We have recently purchased some new servers and are experiencing poor memcpy performance. The memcpy performance is 3x slower on the servers compared to our laptops.
It's possible that some CPU improvements in your IvyBridge-based laptop contribute to this gain over the SandyBridge-based servers.
Page-crossing Prefetch - your laptop CPU would prefetch ahead the next linear page whenever you reach the end of the current one, saving you a nasty TLB miss every time. To try and mitigate that, try building your server code for 2M / 1G pages.
Cache replacement schemes also seem to have been improved (see an interesting reverse engineering here). If indeed this CPU uses a dynamic insertion policy, it would easily prevent your copied data from trying to thrash your Last-Level-Cache (which it can't use effectively anyway due to the size), and save the room for other useful caching like code, stack, page table data, etc..). To test this, you could try rebuilding your naive implementation using streaming loads/stores (movntdq
or similar ones, you can also use gcc builtin for that). This possibility may explain the sudden drop in large data-set sizes.

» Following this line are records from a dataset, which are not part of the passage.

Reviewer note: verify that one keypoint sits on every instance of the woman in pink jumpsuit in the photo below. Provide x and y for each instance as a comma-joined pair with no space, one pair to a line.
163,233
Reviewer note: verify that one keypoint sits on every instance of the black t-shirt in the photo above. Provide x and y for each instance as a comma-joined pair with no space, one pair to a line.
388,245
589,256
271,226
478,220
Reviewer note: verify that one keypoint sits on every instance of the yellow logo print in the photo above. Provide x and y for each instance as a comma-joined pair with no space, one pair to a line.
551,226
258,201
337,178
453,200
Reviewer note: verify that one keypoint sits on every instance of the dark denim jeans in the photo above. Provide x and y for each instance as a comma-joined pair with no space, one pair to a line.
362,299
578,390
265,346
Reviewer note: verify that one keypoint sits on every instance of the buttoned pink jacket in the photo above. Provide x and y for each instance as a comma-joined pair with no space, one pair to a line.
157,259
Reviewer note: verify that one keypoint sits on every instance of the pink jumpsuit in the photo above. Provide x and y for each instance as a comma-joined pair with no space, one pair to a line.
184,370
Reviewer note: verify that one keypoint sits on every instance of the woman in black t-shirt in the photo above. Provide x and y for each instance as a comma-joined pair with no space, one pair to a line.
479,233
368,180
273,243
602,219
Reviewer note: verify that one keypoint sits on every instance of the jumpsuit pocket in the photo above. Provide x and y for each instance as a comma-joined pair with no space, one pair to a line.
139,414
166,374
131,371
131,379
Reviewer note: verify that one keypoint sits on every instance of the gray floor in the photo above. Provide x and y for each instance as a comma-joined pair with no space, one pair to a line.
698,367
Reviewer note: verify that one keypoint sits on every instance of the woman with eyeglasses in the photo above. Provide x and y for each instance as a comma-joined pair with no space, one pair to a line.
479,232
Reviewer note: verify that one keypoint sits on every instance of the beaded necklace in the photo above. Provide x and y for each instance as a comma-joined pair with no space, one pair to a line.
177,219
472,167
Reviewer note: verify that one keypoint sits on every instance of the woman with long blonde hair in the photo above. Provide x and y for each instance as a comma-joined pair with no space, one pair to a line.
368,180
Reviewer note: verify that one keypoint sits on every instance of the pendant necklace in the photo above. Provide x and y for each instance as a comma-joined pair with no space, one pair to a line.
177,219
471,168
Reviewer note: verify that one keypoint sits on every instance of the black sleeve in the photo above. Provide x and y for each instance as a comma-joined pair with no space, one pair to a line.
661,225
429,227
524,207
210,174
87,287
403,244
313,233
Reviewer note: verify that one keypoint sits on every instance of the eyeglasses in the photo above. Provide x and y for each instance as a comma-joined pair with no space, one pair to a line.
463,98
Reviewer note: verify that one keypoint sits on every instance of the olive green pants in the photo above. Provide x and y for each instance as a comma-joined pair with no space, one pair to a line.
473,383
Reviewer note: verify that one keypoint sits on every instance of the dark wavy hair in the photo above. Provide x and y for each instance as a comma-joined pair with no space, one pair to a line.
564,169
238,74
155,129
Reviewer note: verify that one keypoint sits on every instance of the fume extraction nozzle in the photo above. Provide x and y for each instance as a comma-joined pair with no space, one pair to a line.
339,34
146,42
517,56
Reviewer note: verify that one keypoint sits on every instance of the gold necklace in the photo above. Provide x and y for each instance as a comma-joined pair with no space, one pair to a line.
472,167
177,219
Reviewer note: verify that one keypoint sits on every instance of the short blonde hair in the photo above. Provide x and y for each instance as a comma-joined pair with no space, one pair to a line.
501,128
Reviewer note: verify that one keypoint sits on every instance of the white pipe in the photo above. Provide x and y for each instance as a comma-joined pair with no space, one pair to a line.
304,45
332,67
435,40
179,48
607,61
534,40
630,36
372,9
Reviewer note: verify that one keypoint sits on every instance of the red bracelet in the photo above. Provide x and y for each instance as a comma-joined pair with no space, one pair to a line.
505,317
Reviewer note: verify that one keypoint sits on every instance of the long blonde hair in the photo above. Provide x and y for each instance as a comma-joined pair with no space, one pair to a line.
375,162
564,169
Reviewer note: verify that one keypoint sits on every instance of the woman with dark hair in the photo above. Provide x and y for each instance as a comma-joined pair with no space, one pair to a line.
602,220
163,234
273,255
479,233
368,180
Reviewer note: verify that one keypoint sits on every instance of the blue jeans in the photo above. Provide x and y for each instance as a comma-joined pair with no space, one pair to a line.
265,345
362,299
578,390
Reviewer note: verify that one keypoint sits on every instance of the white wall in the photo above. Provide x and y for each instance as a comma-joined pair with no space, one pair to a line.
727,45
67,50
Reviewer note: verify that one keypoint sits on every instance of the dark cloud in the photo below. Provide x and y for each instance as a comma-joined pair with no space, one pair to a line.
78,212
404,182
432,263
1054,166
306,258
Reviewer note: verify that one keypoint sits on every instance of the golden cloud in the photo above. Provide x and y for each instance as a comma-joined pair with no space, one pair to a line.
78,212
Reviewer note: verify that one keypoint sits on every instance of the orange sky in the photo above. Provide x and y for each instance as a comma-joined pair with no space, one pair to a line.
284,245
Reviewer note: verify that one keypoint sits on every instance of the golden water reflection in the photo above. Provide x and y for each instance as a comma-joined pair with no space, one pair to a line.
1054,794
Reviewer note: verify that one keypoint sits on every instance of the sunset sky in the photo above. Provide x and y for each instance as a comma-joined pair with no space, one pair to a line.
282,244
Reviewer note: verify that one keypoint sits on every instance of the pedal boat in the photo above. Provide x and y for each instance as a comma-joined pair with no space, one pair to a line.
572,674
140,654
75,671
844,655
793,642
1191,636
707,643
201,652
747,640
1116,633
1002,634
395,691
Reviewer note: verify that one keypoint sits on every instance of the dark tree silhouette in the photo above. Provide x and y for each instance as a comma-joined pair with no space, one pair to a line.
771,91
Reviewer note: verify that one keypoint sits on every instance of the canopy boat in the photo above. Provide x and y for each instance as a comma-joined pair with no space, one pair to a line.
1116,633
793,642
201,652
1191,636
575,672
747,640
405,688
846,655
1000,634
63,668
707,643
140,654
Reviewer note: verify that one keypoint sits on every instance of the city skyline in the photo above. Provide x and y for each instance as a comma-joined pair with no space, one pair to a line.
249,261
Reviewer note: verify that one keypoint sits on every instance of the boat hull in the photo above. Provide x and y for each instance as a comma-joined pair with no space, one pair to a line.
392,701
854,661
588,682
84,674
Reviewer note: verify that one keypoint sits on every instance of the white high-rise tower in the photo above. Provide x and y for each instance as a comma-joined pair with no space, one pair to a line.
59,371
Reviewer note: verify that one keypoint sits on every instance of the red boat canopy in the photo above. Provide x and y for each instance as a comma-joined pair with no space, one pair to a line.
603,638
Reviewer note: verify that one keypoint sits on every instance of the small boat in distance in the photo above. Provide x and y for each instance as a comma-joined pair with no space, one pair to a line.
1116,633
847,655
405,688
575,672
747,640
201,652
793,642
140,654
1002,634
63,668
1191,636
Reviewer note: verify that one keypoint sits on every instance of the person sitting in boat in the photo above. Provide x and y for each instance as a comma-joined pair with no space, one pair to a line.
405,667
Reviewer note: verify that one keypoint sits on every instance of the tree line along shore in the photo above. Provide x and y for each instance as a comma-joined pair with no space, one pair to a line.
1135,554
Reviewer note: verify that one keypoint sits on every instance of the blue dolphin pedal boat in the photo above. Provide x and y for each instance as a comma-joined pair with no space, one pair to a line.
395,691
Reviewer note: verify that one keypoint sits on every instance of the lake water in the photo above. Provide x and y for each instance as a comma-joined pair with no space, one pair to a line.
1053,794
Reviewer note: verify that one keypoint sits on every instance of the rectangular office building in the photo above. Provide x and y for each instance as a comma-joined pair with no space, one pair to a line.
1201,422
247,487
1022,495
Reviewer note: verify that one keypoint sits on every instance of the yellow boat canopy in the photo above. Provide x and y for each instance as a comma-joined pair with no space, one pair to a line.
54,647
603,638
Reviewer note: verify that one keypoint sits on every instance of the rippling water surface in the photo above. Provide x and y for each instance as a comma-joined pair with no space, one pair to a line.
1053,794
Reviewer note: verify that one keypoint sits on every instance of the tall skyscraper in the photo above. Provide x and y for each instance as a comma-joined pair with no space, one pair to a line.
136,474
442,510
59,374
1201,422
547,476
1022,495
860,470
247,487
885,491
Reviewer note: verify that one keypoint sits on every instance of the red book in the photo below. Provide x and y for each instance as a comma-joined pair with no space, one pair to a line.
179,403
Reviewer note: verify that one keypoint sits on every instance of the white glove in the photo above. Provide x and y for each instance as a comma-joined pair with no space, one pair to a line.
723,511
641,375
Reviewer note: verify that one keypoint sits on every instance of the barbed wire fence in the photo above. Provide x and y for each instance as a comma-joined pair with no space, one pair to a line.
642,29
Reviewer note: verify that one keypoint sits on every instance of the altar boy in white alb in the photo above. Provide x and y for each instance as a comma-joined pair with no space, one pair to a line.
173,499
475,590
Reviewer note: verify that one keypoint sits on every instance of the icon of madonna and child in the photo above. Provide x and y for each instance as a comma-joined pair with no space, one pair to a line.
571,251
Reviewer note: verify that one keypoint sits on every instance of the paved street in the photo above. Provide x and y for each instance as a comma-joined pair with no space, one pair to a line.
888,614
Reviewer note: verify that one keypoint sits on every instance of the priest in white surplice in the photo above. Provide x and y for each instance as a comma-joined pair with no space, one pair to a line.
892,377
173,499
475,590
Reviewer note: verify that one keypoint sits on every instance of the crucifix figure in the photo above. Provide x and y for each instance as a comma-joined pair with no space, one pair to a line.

I believe some improvements were also made with string-copy as well (here), it may or may not apply here, depending on how your assembly code looks like. You could try benchmarking with Dhrystone to test if there's an inherent difference. This may also explain the difference between memcpy and memmove.
If you could get hold of an IvyBridge based server or a Sandy-Bridge laptop it would be simplest to test all these together.